Joan as Police Woman: “To Survive”
In a way, the title of Joan Wasser’s second Joan as Police Woman album sets it up quite nicely as a sequel to her debut. Last year’s Real Life bore a title that could be taken as either triumphant or wearily resigned, as either a celebration of daily living or as an expression of disillusionment. Neither Wasser’s life nor her music seem to have grown any less complicated since then, so of course the follow-up album, To Survive, could also be taken in a couple of different ways– as a declaration of purpose to overcome the obstacles of daily living, or as a weak desire to simply get by. And like the title, the music on her second album seems to pick up exactly where the first left off– it may be a more sophisticated and luxurious album, and it’s probably a slightly sharper and stronger one as well, but Joan is still doing what she does best: Namely, capturing all the stormy intensity and emotional drama of everyday life– “real life”– and rendering them into music that’s frightfully intimate and thuderously beautiful.
All that to say, it isn’t too surprising to learn that Wasser was involved with Jeff Buckley at the time of his death; in a way, she’s carrying his torch with greater integrity than anyone else making music today, even though she’s walking a path that’s entirely her own. Buckley had a flair for the dramatic and the theatrical, and he borrowed the best elements of pop, soul, classic rock, and even some jazzy folk for his stomping, tempestuous studio album, Grace. Wasser makes albums that are no less compelling and no less dramatic than that seminal work, and she also dips into just as man musical idioms, but, crucially, she makes music that is far more subtle and sophisticated even while it’s every bit as direct and emotionally charged. That’s because when it comes to synthesizing different sounds and styles, she’s nearly unmatched in the seamlessness and elegance of her art. And that’s ultimately what makes her music– and To Survive in particular– so compelling: It’s quietly innovative and subtly edgy, but she makes it sound so simple anr organic that its brilliance isn’t striking and disarming so much as it’s coy and seductive.
Some reviewers have described Wasser’s aesthetic with the shorthand, “beauty as the new punk.” And it’s not hard to hear why; the ten songs on the new record are mesmerizingly beautiful in a way that’s so straightforward and unadorned, it almost seems nostalgic.
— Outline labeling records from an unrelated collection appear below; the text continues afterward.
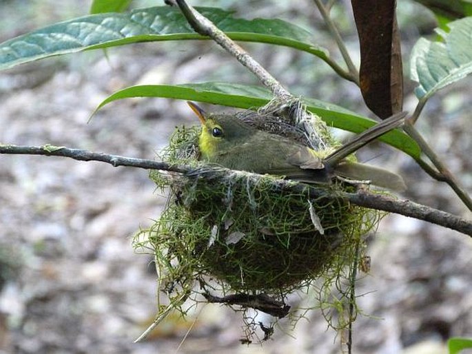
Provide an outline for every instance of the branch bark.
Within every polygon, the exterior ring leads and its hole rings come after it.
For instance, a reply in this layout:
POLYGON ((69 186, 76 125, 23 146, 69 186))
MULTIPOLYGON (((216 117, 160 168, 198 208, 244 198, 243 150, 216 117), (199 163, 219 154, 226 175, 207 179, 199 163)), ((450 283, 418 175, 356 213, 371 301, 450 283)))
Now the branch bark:
MULTIPOLYGON (((0 145, 0 154, 68 157, 80 161, 106 163, 115 167, 127 166, 144 169, 156 169, 182 174, 189 176, 198 175, 201 178, 217 178, 218 176, 220 176, 229 171, 235 173, 228 169, 221 167, 211 167, 209 166, 194 167, 186 165, 176 165, 165 162, 120 156, 81 149, 70 149, 65 147, 49 145, 39 147, 0 145)), ((236 173, 247 174, 247 172, 242 171, 236 173)), ((256 174, 253 174, 261 176, 256 174)), ((466 220, 449 213, 420 205, 410 200, 398 200, 393 197, 375 194, 366 191, 360 191, 357 193, 338 193, 334 195, 329 194, 327 189, 321 187, 309 186, 303 183, 294 184, 293 181, 287 180, 275 181, 274 185, 276 185, 276 187, 279 189, 291 189, 295 191, 301 191, 308 188, 309 195, 313 198, 322 196, 334 199, 342 198, 356 205, 414 218, 472 236, 472 221, 466 220)))

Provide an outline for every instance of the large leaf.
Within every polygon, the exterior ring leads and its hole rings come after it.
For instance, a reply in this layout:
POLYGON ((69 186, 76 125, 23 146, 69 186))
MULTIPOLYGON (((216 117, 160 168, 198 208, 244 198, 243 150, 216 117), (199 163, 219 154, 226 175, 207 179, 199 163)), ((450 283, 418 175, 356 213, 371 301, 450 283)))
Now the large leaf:
MULTIPOLYGON (((114 101, 131 97, 165 97, 251 109, 264 105, 272 98, 272 95, 269 91, 258 86, 225 83, 132 86, 107 97, 96 110, 114 101)), ((336 105, 314 98, 303 98, 302 101, 308 110, 320 116, 329 126, 360 133, 376 124, 374 121, 336 105)), ((403 151, 415 159, 420 158, 421 151, 418 145, 400 130, 390 132, 379 140, 403 151)))
POLYGON ((449 20, 472 15, 472 2, 470 0, 416 0, 417 2, 433 11, 436 16, 449 20))
POLYGON ((450 338, 447 341, 447 347, 449 354, 459 354, 464 349, 472 348, 472 339, 460 337, 450 338))
POLYGON ((351 0, 360 43, 360 91, 382 118, 402 110, 403 72, 395 0, 351 0))
MULTIPOLYGON (((291 47, 319 56, 340 70, 326 50, 311 42, 311 34, 279 19, 235 19, 218 8, 198 10, 237 41, 291 47)), ((130 13, 85 16, 37 30, 0 44, 0 70, 34 60, 126 43, 151 41, 207 39, 190 28, 180 10, 169 6, 138 9, 130 13)))
POLYGON ((131 0, 94 0, 90 13, 121 12, 127 8, 131 0))
POLYGON ((472 72, 472 17, 447 26, 449 33, 437 30, 444 43, 421 38, 411 51, 410 74, 419 84, 415 94, 422 100, 472 72))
And indeed, though she borrows from pop, rock, soul, jazz, and folk music, Wasser’s albums are singer-songwriter affairs first and foremost, using whatever tropes and idioms she feels are needed but never forcing anything, never making a show of her eclecticism, always putting song first and paying no attention to genre boundaries. Thus, this is one of those rare and remarkable albums that doesn’t initially seem like anything particularly revolutionary until you try to describe or define it, and the vibrantly creative music ever so gracefully eludes classification. In its own way, it’s as edgy and as defiant as almost any album released in 2008, but it flows so naturally that it’s rarely very obvious just how much is going on here.
Wasser seems equally interested in sound and song, and indeed, To Survive sounds like the creation of a woman with a sensualist’s ear and a romantic’s heart, a slinky and seductive, twilit album that’s as graceful and poetic in its sound as it is in its meaning. And how fitting– like the best confessional singer-songwriters (Joni Mitchell comes to mind), Wasser makes interior monologues and small, everyday emotions sound compelling and rich, grandly dramatic but intimately affecting. And certainly, her sense of craft instills each song with sharp emotional hooks; simply witness the economy of language and her knack for poetic sound in “Holiday,” one of numerous complicated relationship songs that begins with the line “little did I know you were my holiday,” and doesn’t go anywhere even close to where you might think it would. The sensuality at the core of “Start of My Heart” nearly qualifies as erotic, and the album-closing duet with Rufus Wainwright, “To America,” is a fittingly theatrical conclusion to this emotional pilgrimage. But the heart of the album is a pair of songs, “To Be Loved” and “To Be Lonely,” that initially seem like two sides of the same coin, but eventually reveal themselves to be very closely intertwined in some subtle and astonishing ways– a neat trick that stands as the album’s best example (though there are many) of Wasser’s considerable gifts as a composer and as a poet.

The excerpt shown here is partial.